A vrai dire, elle pensait faire une carrière internationale parce que les autres cultures, les mentalités différentes la séduisent. Or voilà bien des années qu’elle travaille pour la même entreprise dans sa ville natale de Lucerne. Parce que la culture d’entreprise évolue sans cesse et parce que ses tâches ont changé à chaque échelon de sa carrière. En 2015, elle est parvenue au sommet et la première chose qu’annonçait la CEO fraiche émoulue de la CSS est ceci : « Nous voulons non seulement être le premier assureur maladie mais aussi favoriser l’innovation sur le marché de la santé. » Il n’a pas fallu beaucoup de temps à Philomena Colatrella pour y parvenir. Par son volume de primes, la CSS est le numéro 1 du pays et elle se distingue aussi au niveau de l’innovation.

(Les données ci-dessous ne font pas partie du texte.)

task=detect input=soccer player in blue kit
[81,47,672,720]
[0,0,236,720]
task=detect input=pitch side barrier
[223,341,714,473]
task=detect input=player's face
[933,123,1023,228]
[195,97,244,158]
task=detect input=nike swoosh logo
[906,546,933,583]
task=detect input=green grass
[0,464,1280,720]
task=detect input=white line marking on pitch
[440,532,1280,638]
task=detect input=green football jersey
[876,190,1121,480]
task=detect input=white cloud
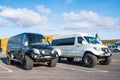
[0,6,47,27]
[36,5,51,14]
[63,11,118,30]
[67,0,74,3]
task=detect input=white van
[52,33,112,67]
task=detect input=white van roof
[53,33,92,39]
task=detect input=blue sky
[0,0,120,39]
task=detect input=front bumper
[31,53,58,62]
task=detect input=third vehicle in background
[52,33,112,67]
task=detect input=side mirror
[24,42,28,46]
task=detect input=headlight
[41,50,45,54]
[51,50,56,54]
[93,47,101,51]
[33,48,40,54]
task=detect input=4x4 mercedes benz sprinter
[6,33,58,70]
[52,33,111,67]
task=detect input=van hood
[90,44,107,48]
[31,45,53,50]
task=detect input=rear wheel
[48,58,58,67]
[83,53,97,67]
[23,55,33,70]
[99,56,111,65]
[6,54,14,65]
[67,58,74,62]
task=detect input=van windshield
[28,34,49,45]
[84,36,100,44]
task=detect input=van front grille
[101,48,110,53]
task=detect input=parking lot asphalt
[0,52,120,80]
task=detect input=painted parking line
[58,65,109,73]
[0,65,13,73]
[112,60,120,62]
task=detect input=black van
[6,33,58,70]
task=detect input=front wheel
[6,54,14,65]
[48,58,58,67]
[99,56,111,65]
[83,54,97,67]
[67,58,74,62]
[23,55,33,70]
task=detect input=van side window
[52,37,75,46]
[77,37,83,44]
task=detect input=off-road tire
[99,56,111,65]
[23,55,33,70]
[67,58,74,62]
[82,53,97,68]
[48,58,58,67]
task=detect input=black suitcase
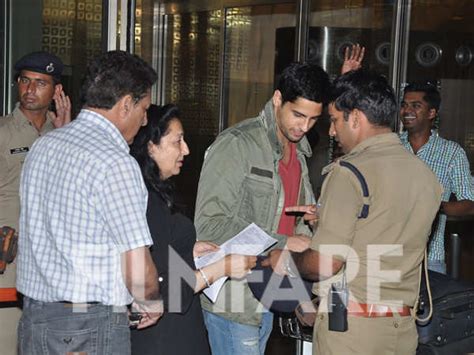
[417,271,474,355]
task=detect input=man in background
[0,52,71,355]
[400,83,474,274]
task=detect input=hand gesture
[193,240,220,258]
[48,90,71,128]
[285,234,311,253]
[224,254,257,279]
[341,43,365,74]
[285,205,319,226]
[262,249,291,276]
[132,300,163,329]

« Notre branche est fréquemment divisée et oublie trop souvent l’objectif réel : préserver un système de santé socialement pertinent qui soit aussi finançable », souligne-t-elle. Ce qui la motive et rend supportable ses longues journées de travail, c’est de procurer à la population un accès à un système à fois satisfaisant et abordable. Son réveil sonne avant 6 heures du matin, puis elle s’accorde une heure de lectures. « J’aime les études et je lis tous les résultats de recherches pertinents qui me tombent sous la main. » Car elle se définit comme une férue de sciences naturelles. « J’ai grandi dans une famille de tradition humaniste, mais les études MINT (mathématiques, informatique, sciences naturelles et technique) m’ont toujours fascinée. » Reste qu’elle opte quand même pour des études de droit, ce qui représente un peu les MINT en prose, dit-elle en riant.

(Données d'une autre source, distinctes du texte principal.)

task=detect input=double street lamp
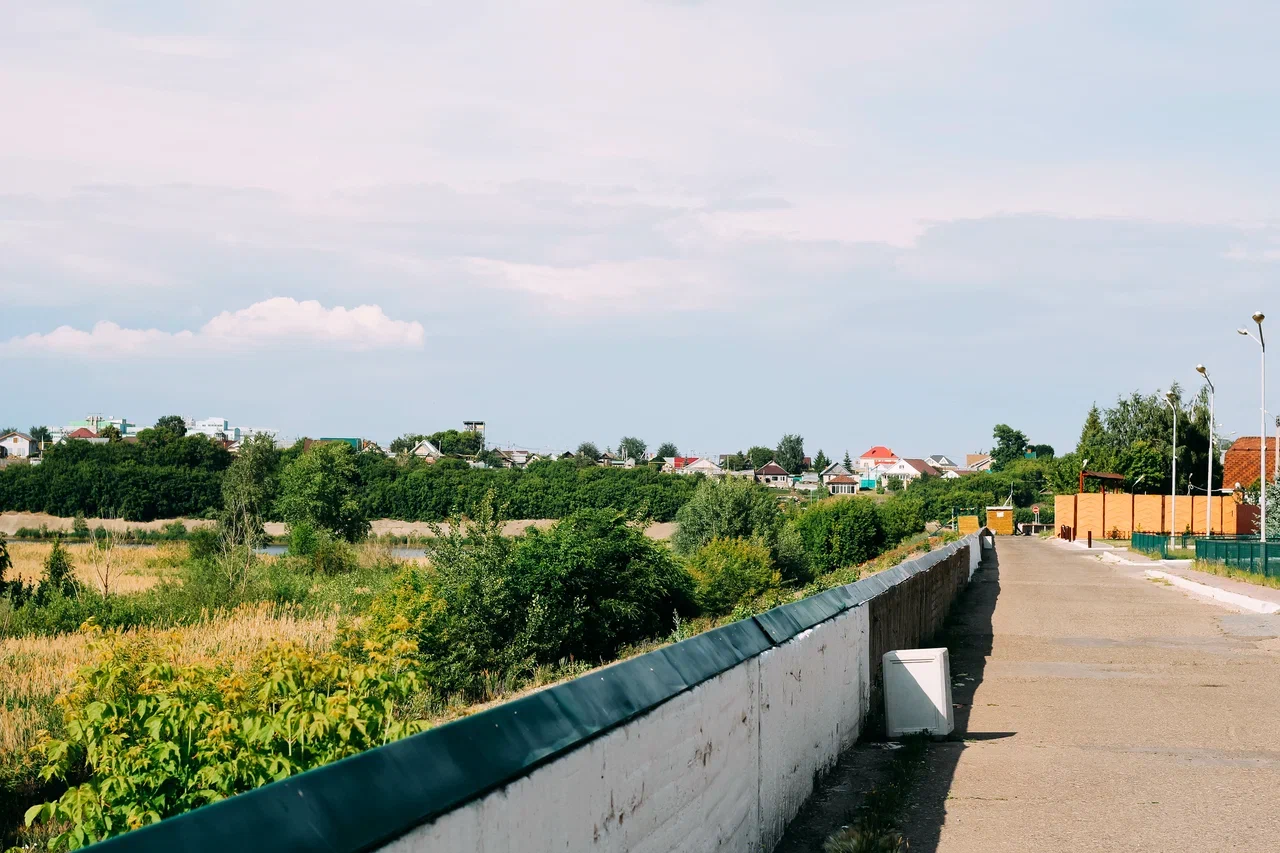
[1196,364,1217,537]
[1157,391,1178,548]
[1239,311,1267,560]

Lorsque, jeune avocate, elle arrive à la CSS, au bout de trois mois elle s’ennuie et se trouve à deux doigts de démissionner. Son supérieur d’alors comprend qu’elle n’est pas suffisamment sollicitée et lui transfère toujours plus de responsabilités. Et c’est ainsi que Philomena Colatrella commence par mettre sur pied l’équipe du service juridique, puis elle organise le secteur Legal & Compliance et, enfin, après avoir été encouragée par des hommes de la CSS à assumer le poste de CEO, elle transforme toute l’entreprise. « A vrai dire, j’ai toujours été et je reste la première critique de la CSS », admet Philomena Colatrella, tout en précisant que ce regard critique doit servir à des améliorations. Pas question de se reposer sur ses lauriers ! C’est pourquoi son engagement va très au-delà de l’assurance maladie classique. La santé numérique et l’essor du paysage des startups la passionnent.

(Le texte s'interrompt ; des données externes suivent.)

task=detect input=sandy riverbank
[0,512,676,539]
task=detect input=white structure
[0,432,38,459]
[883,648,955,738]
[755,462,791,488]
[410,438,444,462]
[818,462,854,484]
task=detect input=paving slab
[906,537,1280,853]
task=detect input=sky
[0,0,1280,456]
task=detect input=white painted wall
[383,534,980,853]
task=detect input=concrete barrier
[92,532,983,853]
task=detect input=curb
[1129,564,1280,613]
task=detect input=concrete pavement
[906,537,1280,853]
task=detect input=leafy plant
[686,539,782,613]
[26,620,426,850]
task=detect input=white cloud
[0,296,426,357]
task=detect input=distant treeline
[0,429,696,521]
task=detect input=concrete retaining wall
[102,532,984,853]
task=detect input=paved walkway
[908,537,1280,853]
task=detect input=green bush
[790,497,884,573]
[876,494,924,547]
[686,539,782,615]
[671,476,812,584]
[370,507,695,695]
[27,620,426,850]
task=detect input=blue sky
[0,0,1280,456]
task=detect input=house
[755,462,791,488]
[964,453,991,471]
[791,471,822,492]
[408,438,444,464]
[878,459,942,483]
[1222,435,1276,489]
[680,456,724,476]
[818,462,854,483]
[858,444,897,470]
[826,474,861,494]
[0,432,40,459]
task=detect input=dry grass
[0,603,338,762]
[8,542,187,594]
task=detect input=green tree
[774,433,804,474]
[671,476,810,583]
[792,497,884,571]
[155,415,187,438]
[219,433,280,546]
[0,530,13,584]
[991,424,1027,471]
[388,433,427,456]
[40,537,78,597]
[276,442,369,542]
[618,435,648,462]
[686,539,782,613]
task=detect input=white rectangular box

Tous les trois mois, en gros, elle a besoin d’un changement, de quelque chose de nouveau. Alors elle se lance dans une formation continue, prend des cours de piano ou de chant, apprend les rudiments d’une nouvelle langue en plus des cinq qu’elle pratique. En ce moment, elle en est au portugais, qu’elle apprend « par-ci par-là ». J’ai de grandes réserves d’énergie et j’ai envie d’investir cette énergie dans des activités stimulantes. » Par bonheur, son mari est d’un tout autre tempérament et lui donne, à elle et à son « hyperactivité créatrice », de sages limites.
Chez elle, la créativité est une notion clé : musique, beaux-arts, théâtre, tout ce qui touche à la culture lui est essentiel. C’est aussi pourquoi elle siège au conseil de fondation du Kleintheater de Lucerne où, ces dernières années, elle a rencontré plein de gens dotés d’un fin sens de l’humour. Et depuis la crise sanitaire elle a un piano à la maison, dont elle ne joue que pour elle-même. Elle aime la musique du classique jusqu’au rock. La sonnerie de son smartphone répète les premières notes d’« Under Pressure » de David Bowie, ce qui détend l’atmosphère dans son entourage. « J’ai des intérêts extrêmement diversifiés, il est difficile de me classer dans un seul tiroir », avoue-t-elle en riant.